Initiatives that encourage physical fitness across the community should be promoted, together with their dissemination across the country. The healthcare provider should work collaboratively with the patient with diabetes to set specific exercise goals, resolve potential barriers to physical activity and provide information on where and when to exercise, and perform self-monitoring in order to increase physical activity and improve glucose control.

Dietary Therapy

Healthy eating patterns are reported to improve overall health, achieve and maintain body weight, glycaemic, blood pressure and lipid goals and delay or prevent complications of diabetes [42]. Research has shown that MNT is effective for the treatment of T2DM [43]. MNT delivered by registered dietician is associated with HbA1c decreases of 0.3–2.0% for patients with T2DM [44]. They should be referred to certified dietitians who can provide practical tools for developing healthy eating patterns and nutritional recommendations that address specific needs and goals based on personal and cultural preferences. It is important to individualise the meal plan and reassess the dietary guidance regularly.

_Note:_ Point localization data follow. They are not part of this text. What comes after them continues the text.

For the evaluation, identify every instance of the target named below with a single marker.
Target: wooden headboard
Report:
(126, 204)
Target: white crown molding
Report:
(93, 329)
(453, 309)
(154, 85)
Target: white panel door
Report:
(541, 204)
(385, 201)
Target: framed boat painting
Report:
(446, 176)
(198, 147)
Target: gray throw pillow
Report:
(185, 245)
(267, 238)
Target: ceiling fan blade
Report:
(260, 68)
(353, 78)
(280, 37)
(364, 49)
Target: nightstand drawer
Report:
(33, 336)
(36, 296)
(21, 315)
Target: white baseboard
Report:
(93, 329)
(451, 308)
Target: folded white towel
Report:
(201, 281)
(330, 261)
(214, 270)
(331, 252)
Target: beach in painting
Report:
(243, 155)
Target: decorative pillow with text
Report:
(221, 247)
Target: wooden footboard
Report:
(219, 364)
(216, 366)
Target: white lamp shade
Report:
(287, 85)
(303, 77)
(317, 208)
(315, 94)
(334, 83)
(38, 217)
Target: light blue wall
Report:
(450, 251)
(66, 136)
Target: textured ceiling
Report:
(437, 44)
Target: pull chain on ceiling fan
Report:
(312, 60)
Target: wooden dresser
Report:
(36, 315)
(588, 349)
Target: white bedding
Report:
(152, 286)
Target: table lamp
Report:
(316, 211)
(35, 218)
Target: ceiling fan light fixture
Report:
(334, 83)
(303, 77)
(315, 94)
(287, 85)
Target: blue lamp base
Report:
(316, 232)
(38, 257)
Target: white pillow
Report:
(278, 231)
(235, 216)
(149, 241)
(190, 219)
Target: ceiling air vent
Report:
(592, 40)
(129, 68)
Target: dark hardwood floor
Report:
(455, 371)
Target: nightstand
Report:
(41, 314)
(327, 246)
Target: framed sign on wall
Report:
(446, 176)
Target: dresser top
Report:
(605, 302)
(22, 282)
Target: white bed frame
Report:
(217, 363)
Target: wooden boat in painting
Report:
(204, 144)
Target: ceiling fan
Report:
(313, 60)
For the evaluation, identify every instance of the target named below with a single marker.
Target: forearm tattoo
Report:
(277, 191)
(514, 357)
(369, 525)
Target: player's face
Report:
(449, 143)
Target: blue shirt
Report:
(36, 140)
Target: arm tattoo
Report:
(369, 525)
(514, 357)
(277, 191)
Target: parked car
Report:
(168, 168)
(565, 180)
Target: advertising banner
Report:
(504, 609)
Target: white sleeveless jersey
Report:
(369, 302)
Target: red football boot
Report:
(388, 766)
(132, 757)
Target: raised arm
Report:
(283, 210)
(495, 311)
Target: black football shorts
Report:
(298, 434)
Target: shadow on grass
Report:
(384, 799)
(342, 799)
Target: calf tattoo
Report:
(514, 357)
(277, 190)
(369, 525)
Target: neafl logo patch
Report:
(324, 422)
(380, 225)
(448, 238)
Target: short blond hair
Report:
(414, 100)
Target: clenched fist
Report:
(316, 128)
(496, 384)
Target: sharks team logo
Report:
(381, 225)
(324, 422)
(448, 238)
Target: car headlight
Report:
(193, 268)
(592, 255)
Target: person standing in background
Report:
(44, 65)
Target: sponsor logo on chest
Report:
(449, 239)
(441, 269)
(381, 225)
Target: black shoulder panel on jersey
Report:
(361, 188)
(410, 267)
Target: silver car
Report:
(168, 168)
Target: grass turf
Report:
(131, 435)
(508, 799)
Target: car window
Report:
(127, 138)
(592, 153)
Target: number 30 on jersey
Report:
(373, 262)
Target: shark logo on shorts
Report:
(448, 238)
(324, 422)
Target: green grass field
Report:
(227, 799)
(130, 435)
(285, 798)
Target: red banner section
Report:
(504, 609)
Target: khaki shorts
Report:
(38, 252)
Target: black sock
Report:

Recommendation:MNT guidance throughout the course of a structured weight management plan is strongly recommended.

In adults with diabetes, the macronutrient distribution as a percentage of total energy can range from 45 to 60% for carbohydrates, 15–20% proteins and 20–35% fats. This can accommodate an MNT based on individual preferences and treatment goals as there is no ideal percentage of calories from carbohydrates, proteins and fats for patients with diabetes [45].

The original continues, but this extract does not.